Prospects of Congress-Maoist Centre coalition government endWith the Mahantha Thakur-Rajendra Mahato-led faction of Janata Samajbadi refusing to support, the two opposition parties fail to secure the required votes to lay claim to a coalition government.
The prospects of the formation of a new coalition government ended on Thursday evening, hours before the 9pm deadline given by the President.
After several rounds of meetings–within the party and with other forces–the Nepali Congress, the second-largest force in the Parliament, on Thursday evening said that it is not going to stake claim to the government. The Congress and the Communist Party of Nepal (Maoists Centre), were trying to cobble together a majority to make a claim before the President a coalition government as per Article 76 (2) of the constitution.
President Bidya Devi Bhandari on Monday evening had called on parties to stake claim to the government as per Article 76 (2) after Prime Minister KP Sharma Oli earlier that day lost a confidence vote in the Parliament.
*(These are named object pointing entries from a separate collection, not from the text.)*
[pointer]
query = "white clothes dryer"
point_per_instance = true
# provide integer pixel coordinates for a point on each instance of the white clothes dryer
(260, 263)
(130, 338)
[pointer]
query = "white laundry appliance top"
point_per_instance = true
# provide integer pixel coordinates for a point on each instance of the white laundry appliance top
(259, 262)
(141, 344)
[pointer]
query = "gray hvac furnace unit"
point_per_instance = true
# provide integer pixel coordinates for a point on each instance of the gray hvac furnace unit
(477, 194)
“After the Mahantha Thakur-led faction of the Janata Samajbadi Party declined to support us, the chances of forming a coalition government under the leadership of the Nepali Congress have come to an end,” Nepali Congress President Sher Bahadur Deuba told his party members, according to leaders.
The two opposition parties, however, clearly lacked the numbers and they needed the support of the Janata Samajbadi Party, which controls 32 votes, to form a coalition government.
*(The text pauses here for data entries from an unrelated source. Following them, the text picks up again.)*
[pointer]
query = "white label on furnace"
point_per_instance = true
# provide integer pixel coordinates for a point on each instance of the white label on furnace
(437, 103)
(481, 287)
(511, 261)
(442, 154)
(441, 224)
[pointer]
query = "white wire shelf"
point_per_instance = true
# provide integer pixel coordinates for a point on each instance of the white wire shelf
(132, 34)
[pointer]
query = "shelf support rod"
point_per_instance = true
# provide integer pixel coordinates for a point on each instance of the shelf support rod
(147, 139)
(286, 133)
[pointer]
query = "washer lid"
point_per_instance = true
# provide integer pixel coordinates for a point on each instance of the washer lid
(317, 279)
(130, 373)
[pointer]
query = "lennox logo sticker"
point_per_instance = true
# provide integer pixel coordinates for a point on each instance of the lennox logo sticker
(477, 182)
The Janata Samjbadi, however, was divided, and since the Mahantha Thakur-Rajendra Mahato led faction decided to support Oli, the Congress-Maoist Centre alliance’s prospects of securing a majority faded.
The Congress and the Maoist Centre, with 61 and 49 votes, respectively, needed 26 more votes to claim they have a majority to form a coalition government. The Congress-Maoist Centre were also expecting as many as 20 lawmakers from the Madhav Nepal faction to resign, which would have brought the House strength down to 251, thereby taking the magic number to 126. In that case, with around 15 votes from the Upendra Yadav faction of the Janata Samajbadi Party and one vote from any of the three parties, which have one seat each, in the Parliament, the Congress-Maoist Centre had a chance of forming a new government.
“The Mahantha Thakur-led group of the Janata Samajbadi Party wished to support Oli and Madhav Nepal also failed to take any decision. So there was no situation to lay claim to a new government,” said Prakash Sharan Mahat, Joint General secretary of the Nepali Congress, after the party's meeting of the office bearers. “Upendra Yadav was ready to support us but he could not bring in the numbers.”
With the opposition parties failing to prove a majority to form a coalition government, Oli could now lay claim to the prime minister’s post as the leader of a party with the highest number of members in the Parliament. Oli’s CPN-UML has 121 seats in Parliament.